Impending Improvements on California AvePosted: November 6, 2013 Filed under: Bicycle Infrastructure 5 Comments
On October 17th, a group of concerned neighbors met with First Ward Alderman Proco “Joe” Moreno at Letizia’s Fiore, 2456 N California Ave. The meeting was hosted by Letizia’s co-owner Fabio Sorano. Sorano has led the charge to improve dangerous traffic conditions at the intersection of California Ave and Altgeld St, outside of where his business sits.
The stretch of California Ave between Logan Blvd and Fullerton Ave (one block north and south of Altgeld, respectively) currently has rush hour parking restrictions in place. This means that during the morning and evening rush hours, parking is prohibited on one side of the street, thereby allowing automobiles to move in two northbound lanes in the morning and two southbound lanes in the afternoon (toward and away from the Kennedy expressway, respectively).
Pedestrians crossing California here face considerable danger. Drivers rarely stop for pedestrians, as the law requires. Conditions are especially bad when the rush hour parking restrictions are in effect, but the intersection remains dangerous throughout the day.
Unfortunately, the presence of rush hour lanes rules out a number of potential infrastructure projects that would improve pedestrian safety. Stop signs, middle-of-the-road pedestrian signs, curb bump-outs, and bike lanes are all prohibited here by CDOT guidelines because of the presence of rush hour lanes.
However, the neighbors who gathered at Letizia’s were pleased to hear Alderman Moreno announce that an ordinance has already passed the city council which will remove rush hour parking restrictions on California Ave, between Logan Blvd and Fullerton Ave.
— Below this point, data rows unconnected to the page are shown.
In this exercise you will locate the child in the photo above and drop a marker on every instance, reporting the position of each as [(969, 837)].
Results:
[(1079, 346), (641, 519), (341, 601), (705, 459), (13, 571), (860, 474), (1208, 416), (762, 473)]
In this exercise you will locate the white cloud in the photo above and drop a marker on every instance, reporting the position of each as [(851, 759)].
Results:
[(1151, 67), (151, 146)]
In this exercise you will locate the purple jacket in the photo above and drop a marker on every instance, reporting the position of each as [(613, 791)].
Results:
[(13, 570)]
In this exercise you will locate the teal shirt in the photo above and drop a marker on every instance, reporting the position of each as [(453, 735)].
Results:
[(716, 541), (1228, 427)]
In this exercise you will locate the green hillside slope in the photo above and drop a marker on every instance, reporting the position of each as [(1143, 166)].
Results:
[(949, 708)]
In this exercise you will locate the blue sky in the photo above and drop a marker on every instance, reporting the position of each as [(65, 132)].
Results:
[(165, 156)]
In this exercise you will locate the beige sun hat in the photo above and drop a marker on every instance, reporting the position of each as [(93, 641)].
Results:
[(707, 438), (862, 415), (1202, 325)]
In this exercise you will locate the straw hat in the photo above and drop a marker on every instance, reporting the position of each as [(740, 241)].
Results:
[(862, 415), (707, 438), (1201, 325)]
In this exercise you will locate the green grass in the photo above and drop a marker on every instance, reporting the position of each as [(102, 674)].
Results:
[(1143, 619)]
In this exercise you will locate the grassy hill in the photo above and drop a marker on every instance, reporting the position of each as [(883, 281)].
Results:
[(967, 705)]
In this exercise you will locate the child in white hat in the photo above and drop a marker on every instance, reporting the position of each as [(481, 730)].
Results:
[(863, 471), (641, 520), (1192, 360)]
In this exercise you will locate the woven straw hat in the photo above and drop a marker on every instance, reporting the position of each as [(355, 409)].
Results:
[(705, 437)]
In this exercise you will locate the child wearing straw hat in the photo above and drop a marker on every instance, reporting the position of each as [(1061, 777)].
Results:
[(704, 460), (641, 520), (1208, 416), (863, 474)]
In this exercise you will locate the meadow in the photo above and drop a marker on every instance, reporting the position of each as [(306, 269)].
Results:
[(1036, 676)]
In addition, Moreno has agreed to use his ward’s 2014 menu funds to install traditional bike lanes on this stretch of California. Both moves warrant praise, as they will significantly improve safety for pedestrians.
As for bicyclists, we encourage Alderman Moreno to partner with CDOT to implement the safest possible street design. California Ave represents an important bike route. According to the Chicago Streets for Cycling 2020 Plan, California is slated to become a cross town bike route through Logan Square. While traditional bike lanes (without a buffer or a barrier) will be a welcomed improvement, they will fall short of the ambitious safety goals set by the Streets for Cycling Plan. Granted, it will be a challenge to design considerably safer bike lanes on such a narrow street as California Ave. But, considering the level of demonstrated local support, perhaps this is one place where the city should find a way.
Update: the northbound rush hour lanes on California Ave are only open in the morning, and the southbound lanes are only open in the evening. A previous version of this post mistakenly declared that both lanes are open at both times.